Unions piqued over pol’s letter to U Pix

Valenti, Watson face off over runaway prod'n

A correction was made to this article on Apr. 19, 2004.

WASHINGTON — Motion Picture Assn. of America topper Jack Valenti last week stepped in to try to moderate a bitter spat between a California lawmaker and several Hollywood union execs over the best way to stop studios from filming overseas.

In early April, Rep. Diane Watson (D-Los Angeles) sent a letter to Valenti urging Universal to cancel plans to shoot the upcoming Russell Crowe film “Cinderella Man” in Toronto’s Maple Leaf Gardens hockey arena. But the missive broke several showbiz trade org and union lobbying taboos — especially a long-running policy of avoiding attacks on studios for making business decisions to film in Canada and other foreign countries.

Even before the letter was sent, Watson earned several sharp rebukes from union execs for singling out U and “Cinderella Man” in her effort to protect California showbiz jobs.

In early April, George Spiro Dibie, prexy of the Intl. Cinematographers Guild, took issue with a draft Watson circulated of her letter, which was originally addressed to Universal Studios. In a reply, Dibie complained that Watson had not consulted the International Alliance of Theatrical Stage Employees, the Directors Guild of America or the Screen Actors Guild “prior to presenting it as a fait accompli.”

“For your information, for the past three years these organizations have been part of an industrywide coalition that has worked day and night at all levels of government to level the playing field with foreign governments and to increase motion picture and television jobs through the United States,” Dibie said. “[We] hoped that you would have at least given us a call or requested a meeting with the coalition to discuss the wisdom of drafting a letter to one studio about one of its many films.”

In the intervening weeks, several of the 39 members of Congress that signed that letter have distanced themselves from it even as Watson, who chairs the bipartisan Congressional Entertainment Caucus, defended her actions.

Watson maintains that she made a “good-faith effort” to consult with showbiz unions such as three IATSE locals and their partners the DGA and the American Federation of Television and Radio Artists.

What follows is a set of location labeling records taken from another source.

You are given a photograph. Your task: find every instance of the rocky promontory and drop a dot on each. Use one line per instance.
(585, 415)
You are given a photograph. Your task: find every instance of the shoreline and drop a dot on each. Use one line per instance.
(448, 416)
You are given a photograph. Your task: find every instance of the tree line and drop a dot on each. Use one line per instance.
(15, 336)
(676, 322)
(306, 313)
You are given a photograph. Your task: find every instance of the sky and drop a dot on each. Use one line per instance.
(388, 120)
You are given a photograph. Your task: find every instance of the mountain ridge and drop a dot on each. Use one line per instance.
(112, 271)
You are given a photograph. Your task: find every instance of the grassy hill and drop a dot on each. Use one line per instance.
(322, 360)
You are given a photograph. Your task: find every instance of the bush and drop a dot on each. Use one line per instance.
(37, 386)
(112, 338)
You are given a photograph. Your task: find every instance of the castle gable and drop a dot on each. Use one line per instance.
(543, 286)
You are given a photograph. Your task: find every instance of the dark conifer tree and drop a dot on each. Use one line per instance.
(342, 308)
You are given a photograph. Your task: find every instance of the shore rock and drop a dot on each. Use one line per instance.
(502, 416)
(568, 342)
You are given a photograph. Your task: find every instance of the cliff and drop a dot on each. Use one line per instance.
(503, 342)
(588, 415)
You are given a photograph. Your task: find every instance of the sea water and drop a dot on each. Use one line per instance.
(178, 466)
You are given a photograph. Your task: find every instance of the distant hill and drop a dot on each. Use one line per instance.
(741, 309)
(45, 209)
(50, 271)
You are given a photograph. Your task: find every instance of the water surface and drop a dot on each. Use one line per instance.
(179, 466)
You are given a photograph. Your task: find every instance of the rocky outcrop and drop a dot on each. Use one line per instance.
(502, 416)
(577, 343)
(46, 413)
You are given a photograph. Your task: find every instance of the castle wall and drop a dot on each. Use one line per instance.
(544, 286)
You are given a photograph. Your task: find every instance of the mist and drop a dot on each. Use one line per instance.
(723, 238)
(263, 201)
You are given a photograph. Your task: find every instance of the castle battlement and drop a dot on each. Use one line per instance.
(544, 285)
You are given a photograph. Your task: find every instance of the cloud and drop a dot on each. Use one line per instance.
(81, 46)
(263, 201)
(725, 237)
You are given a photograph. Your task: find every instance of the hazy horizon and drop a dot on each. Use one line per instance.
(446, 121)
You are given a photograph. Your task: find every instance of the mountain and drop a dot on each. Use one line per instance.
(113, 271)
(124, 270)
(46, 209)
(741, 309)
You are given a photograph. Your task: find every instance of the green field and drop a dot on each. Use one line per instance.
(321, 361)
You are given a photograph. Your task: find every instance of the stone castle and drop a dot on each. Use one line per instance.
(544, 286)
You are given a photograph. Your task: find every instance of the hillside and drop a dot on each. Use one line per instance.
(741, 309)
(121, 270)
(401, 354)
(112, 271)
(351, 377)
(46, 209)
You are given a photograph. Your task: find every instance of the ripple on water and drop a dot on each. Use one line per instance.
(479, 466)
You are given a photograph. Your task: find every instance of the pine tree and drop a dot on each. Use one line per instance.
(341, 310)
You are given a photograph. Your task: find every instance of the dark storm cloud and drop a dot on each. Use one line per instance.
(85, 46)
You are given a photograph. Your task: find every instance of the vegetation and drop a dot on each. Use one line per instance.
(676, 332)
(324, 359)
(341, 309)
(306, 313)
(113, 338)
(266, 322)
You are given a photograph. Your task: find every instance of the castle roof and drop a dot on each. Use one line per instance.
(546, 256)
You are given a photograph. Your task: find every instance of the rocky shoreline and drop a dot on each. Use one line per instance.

She also has received 100 letters from various union members expressing their “overwhelming support” for her strong stance.

“The letter was open to consultation and change until we mailed it on April 2,” Watson said in a statement prepared late last week.

Valenti’s approach

In trademark style, Valenti offered a softer approach than Dibie in his own four-page response letter to Watson, complete with a graph of the growth of this country’s production jobs sector since 1972.

“May I offer you a bit of history about the global filmmaking world that Hollywood has lived in for a long time?” he wrote, noting that the number of people employed in U.S. motion picture production has risen from 66,200 in 1972 to 259,200 in 2002.

“There has been no ‘outsourcing’ of U.S. motion picture jobs,” Valenti contended. He also noted that studios choose to film in foreign locales for a variety of reasons: an effort to strike a balance between financial, creative and space availability; security; and other logistical factors. Universal decided to film “Cinderella Man” in Toronto, he said, mainly because a large part of the story takes place in Madison Square Garden circa 1935, a structure that no longer exists; the Maple Leaf Garden is a similar structure built during the same time period.

Lobbying efforts

While the MPAA is not actively involved in lobbying against studio decisions to film overseas, commonly known as runaway production, the DGA, SAG and ICG are particularly upset as the orgs have spent the last year on their latest attempt to convince Congress to give studios tax incentives to make movies in this country and are crossing their fingers that years of lobbying on the issue will pay off this time. A must-pass corporate tax bill, which contains a runaway production provision, is making its way through the Senate. A vote is likely sometime in the next two weeks.

Several union reps said they wished Watson had used her position to support that legislation and urged her to do so.

“Over the past five years, since the DGA along with SAG issued the Monitor Report, the guild has not wavered from our efforts to stem runaway film and television production,” the DGA said in a statement. “As part of a national alliance, we have made our top priority the passage of federal and state legislation that will level the playing field and make the U.S. competitive with incentives offered by other countries.”